Hyperglycemia during induction therapy is associated with poorer survival in children with acute lymphocytic leukemia.

OBJECTIVES: To investigate whether children with acute lymphocytic leukemia (ALL) who have development of hyperglycemia during induction may have worse relapse-free (RFS) and overall survival (OS) rates. STUDY DESIGN: A review of 167 children diagnosed with ALL between 1999 to 2002 at Texas Children's Hospital was performed. Blood glucose concentrations during induction therapy were reviewed; patients were assigned to 3 groups: euglycemia (blood glucose < 140 mg/dL), mild hyperglycemia (blood glucose between 140-200 mg/dL), and overt hyperglycemia (blood glucose > 200 mg/dL). RFS and OS among groups were compared by use of Kaplan-Meier and Cox-proportional hazard analyses, adjusting for potential confounding variables. RESULTS: The median follow-up in survivors was 6 years; there were 18 deaths and 36 relapses. Overt hyperglycemia was seen in 56 (34%) patients. Patients with overt hyperglycemia had poorer RFS (68% +/- [SE] 6.7 vs 85% +/- 3.6, P = .025) and OS (74% +/- 6.1 vs 96% +/- 1.9, P < .0001) at 5 years than their counterparts. Patients with overt hyperglycemia had 6.2 times (95% CI 1.6-24.7, P = .01) greater risk for death, independent of risk group and type of steroid. CONCLUSIONS: Overt hyperglycemia may be an independent predictor of survival in children with ALL.

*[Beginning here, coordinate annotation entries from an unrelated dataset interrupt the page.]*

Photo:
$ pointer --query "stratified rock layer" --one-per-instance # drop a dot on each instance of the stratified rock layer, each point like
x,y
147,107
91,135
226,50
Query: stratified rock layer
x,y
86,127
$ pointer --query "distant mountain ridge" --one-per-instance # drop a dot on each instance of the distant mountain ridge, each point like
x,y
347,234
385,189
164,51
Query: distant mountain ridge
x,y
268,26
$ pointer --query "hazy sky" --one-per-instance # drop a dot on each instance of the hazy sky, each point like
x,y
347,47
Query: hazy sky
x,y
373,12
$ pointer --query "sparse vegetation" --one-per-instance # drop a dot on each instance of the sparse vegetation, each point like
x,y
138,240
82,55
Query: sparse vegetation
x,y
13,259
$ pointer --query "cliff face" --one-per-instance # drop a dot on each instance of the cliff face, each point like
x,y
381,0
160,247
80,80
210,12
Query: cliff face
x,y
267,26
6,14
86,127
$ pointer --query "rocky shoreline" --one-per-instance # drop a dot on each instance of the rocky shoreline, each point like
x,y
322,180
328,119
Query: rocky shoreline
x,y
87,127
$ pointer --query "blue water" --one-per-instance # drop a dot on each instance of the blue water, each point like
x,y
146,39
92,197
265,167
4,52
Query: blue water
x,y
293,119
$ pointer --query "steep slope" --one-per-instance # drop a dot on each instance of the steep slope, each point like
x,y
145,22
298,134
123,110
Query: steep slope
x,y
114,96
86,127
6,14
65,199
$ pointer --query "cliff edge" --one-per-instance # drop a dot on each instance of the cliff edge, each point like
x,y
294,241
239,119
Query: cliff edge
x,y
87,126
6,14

Hyperglycemia during induction therapy is associated with increased infectious complications in childhood acute lymphocytic leukemia.

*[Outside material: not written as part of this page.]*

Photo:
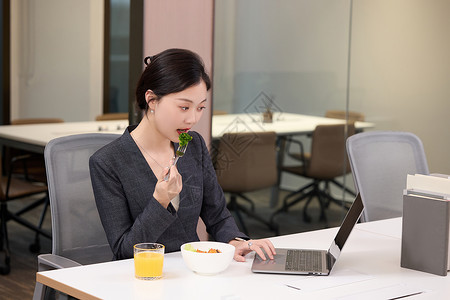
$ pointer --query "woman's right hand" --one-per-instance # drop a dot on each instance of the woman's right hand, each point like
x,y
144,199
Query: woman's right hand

BACKGROUND: Children with acute lymphocytic leukemia (ALL) are at high risk for developing hyperglycemia. Hyperglycemic adult ALL patients have shorter remissions, more infections, and increased mortality. No corresponding data are available in children. We hypothesized that children with ALL who become hyperglycemic during induction chemotherapy have an increased risk for infection during their first year of treatment. PROCEDURE: We conducted a retrospective chart review of 135 patients diagnosed with ALL during 1999-2001 at Texas Children's Hospital. Infectious outcomes during the first year of therapy were compared in three groups patients based on blood glucose concentrations during induction therapy: euglycemic (<140 mg/dl), mild hyperglycemic (MH) (140-199 mg/dl) and overt hyperglycemic (OH) (blood glucose >200 mg/dl). RESULTS: Seventy-five (56%) patients met criteria for either MH (21%) or OH (35%). Hyperglycemia was more prevalent in older children (P < 0.001) and those at risk for being overweight (BMI% >85%) at diagnosis (P < 0.01). Patients with MH and OH were 2.5 times (95% CI 1.0-6.2) and 2.1 times (95% CI 1.0-4.6) more likely to have documented infections, respectively. Patients with OH were 4.2 times (95% CI 1.5-12) more likely to have bacteremia/fungemia, 3.8 times (95% CI 1.2-11.6) more likely to have cellulitis, and 4.0 times (95% CI 1.7-9.3) more likely to be admitted for fever and neutropenia than the euglycemia group. CONCLUSION: Hyperglycemia, especially when overt, may be a previously unrecognized risk factor of infectious complications in children with ALL during the first year of treatment.